Schweiz:Die Neue aus dem Jura

Schweiz: Elisabeth Baume-Schneider kam wohl vor allem in der bäuerlichen Parlamentsecke gut an.

Elisabeth Baume-Schneider kam wohl vor allem in der bäuerlichen Parlamentsecke gut an.

(Foto: Stefan Wermuth/AFP)

Überraschend zieht die linke Elisabeth Baume-Schneider in die Schweizer Regierung ein. Wer ist die Frau, die fast alle unterschätzt haben?

Von Isabel Pfaff, Bern

Vielleicht verstehen sich Deutsche und Schweizer bald schlechter als ohnehin schon. Das kleine Nachbarland gilt unter Deutschen als eigenbrötlerisch und hat sich zuletzt mit seiner neutralen Haltung im Ukraine-Krieg in Berlin keine Freunde gemacht. Am Mittwoch nun wählte das Schweizer Parlament zwei neue Regierungsmitglieder, den SVP-Politiker Albert Rösti und die Sozialdemokratin Elisabeth Baume-Schneider - und nun sitzen in der eidgenössischen Exekutive, dem siebenköpfigen Bundesrat, mehr Französisch- und Italienischsprachige als Deutschschweizer. Ob das zu weiteren Verständigungsproblemen zwischen Bern und Berlin führen wird, muss die Zukunft zeigen. Fest steht aber: Mit der frankophonen Baume-Schneider ist dem Parlament auf vielen Ebenen ein Coup gelungen.

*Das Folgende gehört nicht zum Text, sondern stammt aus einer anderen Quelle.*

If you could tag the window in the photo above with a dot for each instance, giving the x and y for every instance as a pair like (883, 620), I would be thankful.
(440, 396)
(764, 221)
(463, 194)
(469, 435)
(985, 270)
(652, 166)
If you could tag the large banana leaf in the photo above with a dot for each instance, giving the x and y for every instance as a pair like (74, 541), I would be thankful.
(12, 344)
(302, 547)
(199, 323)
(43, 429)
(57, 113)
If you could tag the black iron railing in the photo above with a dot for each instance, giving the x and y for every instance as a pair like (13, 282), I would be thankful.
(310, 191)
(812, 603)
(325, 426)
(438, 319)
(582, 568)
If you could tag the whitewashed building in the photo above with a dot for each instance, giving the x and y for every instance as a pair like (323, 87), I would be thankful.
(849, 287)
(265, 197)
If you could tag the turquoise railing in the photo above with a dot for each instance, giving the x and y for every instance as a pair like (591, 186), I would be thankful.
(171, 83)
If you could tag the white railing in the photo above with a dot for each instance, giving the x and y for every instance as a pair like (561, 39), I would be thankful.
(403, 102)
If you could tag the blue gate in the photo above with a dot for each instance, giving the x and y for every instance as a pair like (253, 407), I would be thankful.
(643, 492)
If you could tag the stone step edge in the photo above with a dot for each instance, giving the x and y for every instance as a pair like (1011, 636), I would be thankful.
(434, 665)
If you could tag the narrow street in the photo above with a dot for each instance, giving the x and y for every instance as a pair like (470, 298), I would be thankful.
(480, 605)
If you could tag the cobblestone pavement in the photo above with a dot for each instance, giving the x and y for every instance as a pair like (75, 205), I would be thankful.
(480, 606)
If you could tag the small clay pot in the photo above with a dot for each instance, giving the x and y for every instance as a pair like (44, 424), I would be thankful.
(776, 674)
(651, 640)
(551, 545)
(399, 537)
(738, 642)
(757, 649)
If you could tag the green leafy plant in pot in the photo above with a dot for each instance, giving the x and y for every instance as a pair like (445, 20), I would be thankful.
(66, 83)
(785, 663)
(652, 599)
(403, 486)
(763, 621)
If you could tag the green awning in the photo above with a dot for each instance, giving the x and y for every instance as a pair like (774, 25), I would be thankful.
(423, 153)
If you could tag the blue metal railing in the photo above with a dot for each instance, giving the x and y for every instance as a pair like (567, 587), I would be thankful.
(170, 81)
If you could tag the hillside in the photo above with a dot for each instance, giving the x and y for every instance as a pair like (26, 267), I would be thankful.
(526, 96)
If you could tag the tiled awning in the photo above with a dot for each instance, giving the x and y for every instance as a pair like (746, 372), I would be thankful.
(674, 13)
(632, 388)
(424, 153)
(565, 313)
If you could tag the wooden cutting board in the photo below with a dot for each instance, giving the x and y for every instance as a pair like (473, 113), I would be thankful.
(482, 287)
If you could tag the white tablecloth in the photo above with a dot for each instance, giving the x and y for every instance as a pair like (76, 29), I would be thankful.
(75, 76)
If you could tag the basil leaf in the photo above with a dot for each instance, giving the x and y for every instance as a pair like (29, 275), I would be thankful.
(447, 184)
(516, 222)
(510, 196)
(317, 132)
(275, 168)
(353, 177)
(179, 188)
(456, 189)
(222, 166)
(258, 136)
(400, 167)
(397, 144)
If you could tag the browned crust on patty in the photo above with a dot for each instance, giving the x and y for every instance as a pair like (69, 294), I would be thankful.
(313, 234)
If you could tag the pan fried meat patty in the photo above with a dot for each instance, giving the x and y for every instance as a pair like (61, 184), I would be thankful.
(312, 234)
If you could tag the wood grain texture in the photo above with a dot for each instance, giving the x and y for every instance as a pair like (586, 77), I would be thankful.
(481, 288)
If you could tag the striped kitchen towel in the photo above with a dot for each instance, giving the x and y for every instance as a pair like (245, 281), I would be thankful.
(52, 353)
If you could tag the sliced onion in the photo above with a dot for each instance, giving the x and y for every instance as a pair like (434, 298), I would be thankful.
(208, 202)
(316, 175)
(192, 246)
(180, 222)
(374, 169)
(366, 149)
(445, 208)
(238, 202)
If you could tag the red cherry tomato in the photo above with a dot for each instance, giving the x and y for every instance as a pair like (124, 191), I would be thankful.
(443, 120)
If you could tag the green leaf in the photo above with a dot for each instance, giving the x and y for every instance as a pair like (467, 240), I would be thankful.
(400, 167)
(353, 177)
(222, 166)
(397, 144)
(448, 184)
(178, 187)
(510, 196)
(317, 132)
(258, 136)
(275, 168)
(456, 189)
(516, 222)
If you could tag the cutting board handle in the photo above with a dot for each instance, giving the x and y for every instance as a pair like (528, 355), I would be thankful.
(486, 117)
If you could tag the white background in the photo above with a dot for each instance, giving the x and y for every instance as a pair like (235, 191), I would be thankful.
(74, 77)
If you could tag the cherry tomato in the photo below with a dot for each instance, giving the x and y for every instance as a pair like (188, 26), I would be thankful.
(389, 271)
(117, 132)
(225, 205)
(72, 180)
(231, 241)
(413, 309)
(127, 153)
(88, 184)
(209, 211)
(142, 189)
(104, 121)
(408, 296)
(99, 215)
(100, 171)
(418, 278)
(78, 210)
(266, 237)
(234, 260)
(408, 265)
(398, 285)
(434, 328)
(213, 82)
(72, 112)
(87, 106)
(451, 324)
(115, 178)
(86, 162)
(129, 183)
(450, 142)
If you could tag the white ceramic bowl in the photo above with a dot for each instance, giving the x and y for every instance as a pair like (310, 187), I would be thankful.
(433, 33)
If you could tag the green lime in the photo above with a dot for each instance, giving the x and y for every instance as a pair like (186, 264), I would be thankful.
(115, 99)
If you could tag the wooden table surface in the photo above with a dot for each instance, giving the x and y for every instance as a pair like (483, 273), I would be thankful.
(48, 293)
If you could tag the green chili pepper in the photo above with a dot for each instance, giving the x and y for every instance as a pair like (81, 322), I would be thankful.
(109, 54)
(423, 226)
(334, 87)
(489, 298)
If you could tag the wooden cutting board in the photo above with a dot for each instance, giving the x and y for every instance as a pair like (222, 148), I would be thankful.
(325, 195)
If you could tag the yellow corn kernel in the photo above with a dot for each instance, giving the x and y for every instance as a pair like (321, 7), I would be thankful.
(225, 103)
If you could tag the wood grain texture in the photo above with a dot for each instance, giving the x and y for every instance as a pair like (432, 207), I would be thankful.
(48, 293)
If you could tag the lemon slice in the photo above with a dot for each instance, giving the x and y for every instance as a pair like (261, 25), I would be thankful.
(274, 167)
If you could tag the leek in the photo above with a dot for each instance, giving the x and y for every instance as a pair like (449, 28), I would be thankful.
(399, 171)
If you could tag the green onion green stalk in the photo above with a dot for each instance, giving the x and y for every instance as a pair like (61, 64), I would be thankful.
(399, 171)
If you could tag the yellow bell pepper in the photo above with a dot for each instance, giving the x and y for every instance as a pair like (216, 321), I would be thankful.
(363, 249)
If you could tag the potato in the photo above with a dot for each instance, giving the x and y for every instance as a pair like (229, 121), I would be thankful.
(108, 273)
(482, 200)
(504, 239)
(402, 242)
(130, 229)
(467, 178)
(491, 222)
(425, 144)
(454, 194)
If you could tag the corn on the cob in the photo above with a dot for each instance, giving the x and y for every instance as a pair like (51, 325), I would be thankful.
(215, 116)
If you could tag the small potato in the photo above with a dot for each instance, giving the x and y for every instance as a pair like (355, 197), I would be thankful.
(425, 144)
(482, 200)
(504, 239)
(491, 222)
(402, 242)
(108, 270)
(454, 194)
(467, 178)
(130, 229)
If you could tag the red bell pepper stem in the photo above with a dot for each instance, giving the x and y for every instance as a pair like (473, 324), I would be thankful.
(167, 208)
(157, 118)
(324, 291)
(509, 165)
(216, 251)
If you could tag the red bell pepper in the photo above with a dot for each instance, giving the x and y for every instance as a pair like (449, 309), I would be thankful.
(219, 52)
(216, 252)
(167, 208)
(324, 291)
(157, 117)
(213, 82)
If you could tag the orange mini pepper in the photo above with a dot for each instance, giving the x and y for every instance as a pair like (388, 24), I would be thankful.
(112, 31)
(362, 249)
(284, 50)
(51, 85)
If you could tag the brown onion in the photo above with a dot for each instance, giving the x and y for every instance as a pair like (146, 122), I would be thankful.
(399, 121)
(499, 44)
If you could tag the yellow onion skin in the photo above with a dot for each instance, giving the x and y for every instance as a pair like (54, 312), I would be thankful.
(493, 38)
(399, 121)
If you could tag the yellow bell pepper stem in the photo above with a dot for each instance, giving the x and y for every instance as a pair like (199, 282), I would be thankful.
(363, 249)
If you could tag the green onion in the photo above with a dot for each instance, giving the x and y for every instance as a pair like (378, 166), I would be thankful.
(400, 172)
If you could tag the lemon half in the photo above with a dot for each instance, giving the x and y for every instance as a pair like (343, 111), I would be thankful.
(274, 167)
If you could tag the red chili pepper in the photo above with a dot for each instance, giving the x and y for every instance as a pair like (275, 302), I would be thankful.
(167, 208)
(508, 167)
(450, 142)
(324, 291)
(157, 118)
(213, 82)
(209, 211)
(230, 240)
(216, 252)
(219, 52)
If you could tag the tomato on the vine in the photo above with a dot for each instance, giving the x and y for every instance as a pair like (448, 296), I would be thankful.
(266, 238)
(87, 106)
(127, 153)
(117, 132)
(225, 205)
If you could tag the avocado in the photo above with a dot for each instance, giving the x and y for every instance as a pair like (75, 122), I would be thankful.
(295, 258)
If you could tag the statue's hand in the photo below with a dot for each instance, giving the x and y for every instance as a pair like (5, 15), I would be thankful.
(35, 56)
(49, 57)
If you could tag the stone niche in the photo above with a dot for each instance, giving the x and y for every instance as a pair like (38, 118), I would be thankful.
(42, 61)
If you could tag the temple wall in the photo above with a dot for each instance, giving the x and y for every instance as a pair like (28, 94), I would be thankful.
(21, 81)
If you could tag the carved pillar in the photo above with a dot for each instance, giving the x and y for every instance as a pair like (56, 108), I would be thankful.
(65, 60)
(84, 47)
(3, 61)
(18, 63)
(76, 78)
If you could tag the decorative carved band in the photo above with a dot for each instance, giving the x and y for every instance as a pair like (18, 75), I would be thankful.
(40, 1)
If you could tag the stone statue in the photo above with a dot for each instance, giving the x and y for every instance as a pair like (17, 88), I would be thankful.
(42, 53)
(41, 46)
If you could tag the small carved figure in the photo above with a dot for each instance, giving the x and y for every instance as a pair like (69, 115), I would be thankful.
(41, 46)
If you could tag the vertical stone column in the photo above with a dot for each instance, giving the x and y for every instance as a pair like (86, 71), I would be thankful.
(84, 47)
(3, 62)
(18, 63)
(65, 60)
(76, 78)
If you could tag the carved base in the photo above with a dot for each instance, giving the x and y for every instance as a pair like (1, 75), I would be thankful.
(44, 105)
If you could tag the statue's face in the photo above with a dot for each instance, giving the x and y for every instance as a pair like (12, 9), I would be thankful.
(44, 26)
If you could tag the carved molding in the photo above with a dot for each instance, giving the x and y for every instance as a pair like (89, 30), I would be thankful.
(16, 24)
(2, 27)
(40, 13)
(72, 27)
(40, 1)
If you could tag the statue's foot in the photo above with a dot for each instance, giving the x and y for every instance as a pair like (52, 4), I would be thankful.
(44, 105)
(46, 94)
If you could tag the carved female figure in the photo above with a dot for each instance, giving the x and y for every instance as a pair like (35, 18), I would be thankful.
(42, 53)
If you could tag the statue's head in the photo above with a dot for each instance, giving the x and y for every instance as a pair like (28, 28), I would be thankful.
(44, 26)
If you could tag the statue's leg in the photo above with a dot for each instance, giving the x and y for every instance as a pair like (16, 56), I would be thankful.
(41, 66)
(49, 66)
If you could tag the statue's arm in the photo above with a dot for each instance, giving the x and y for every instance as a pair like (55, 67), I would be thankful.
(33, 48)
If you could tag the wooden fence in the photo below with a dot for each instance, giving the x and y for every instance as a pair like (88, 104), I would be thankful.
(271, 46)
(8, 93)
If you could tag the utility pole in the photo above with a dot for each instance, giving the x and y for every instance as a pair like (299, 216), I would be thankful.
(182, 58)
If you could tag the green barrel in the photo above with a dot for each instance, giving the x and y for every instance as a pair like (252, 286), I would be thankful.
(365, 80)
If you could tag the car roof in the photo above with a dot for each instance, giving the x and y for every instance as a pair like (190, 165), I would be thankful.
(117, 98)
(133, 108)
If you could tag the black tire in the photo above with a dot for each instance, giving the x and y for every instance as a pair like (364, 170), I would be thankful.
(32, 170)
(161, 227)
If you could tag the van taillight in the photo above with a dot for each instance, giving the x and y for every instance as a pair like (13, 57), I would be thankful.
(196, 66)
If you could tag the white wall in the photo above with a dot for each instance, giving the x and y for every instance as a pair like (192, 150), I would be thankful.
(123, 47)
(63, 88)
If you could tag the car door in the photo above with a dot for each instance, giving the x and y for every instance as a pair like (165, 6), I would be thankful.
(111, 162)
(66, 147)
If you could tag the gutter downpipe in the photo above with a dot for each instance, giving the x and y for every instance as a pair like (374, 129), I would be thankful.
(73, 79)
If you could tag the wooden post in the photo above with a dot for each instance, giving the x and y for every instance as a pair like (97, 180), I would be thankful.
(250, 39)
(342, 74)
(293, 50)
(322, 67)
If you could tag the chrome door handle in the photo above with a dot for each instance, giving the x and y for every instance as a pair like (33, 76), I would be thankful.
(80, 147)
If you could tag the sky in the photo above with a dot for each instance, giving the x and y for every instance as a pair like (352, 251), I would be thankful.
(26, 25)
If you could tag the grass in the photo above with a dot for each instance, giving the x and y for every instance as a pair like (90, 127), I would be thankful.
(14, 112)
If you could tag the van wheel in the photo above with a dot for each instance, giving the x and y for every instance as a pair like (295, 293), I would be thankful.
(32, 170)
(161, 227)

Die 58-jährige Politikerin mit dem grauen Bob und dem breiten Lächeln kommt aus dem Kanton Jura. Allein das ist eine kleine Sensation, denn der Jura ist im Gegensatz zu den anderen Kantonen erst 40 Jahre alt und war noch nie im Bundesrat vertreten. Bis 1979 gehörte er zum mehrheitlich deutschsprachigen Kanton Bern. Doch das frankophone Gebiet mit der anarchistischen Tradition wollte eigenständig sein und erkämpfte sich - teils auch gewaltsam - seine Unabhängigkeit. Bis heute gelten die Jurassier als speziell; ein bisschen aufmüpfiger als die übrigen Schweizer. Bei Abstimmungen äußert sich der Jura oft besonders links. Und obwohl in dem Grenzkanton eine starke Uhren- und Maschinenbau-Industrie zu Hause ist, zählt der Jura zu den ärmsten Regionen des Landes.

Sie will sich als "Vertreterin der Peripherie" verstanden wissen

Elisabeth Baume-Schneider, die ihre politische Karriere als Marxistin begann, wollte sich bei dieser Wahl denn auch als "Vertreterin der Peripherie" verstanden wissen, als eine, die die Schwächsten im Blick hat. Nach ihrem Sieg betonte sie dieses Profil noch einmal: "Die Stärke eines Volkes bemisst sich am Wohl der Schwachen", sagte sie in ihrer Antrittsrede und machte damit klar, dass sie sich zum linken Flügel ihrer Partei zählt.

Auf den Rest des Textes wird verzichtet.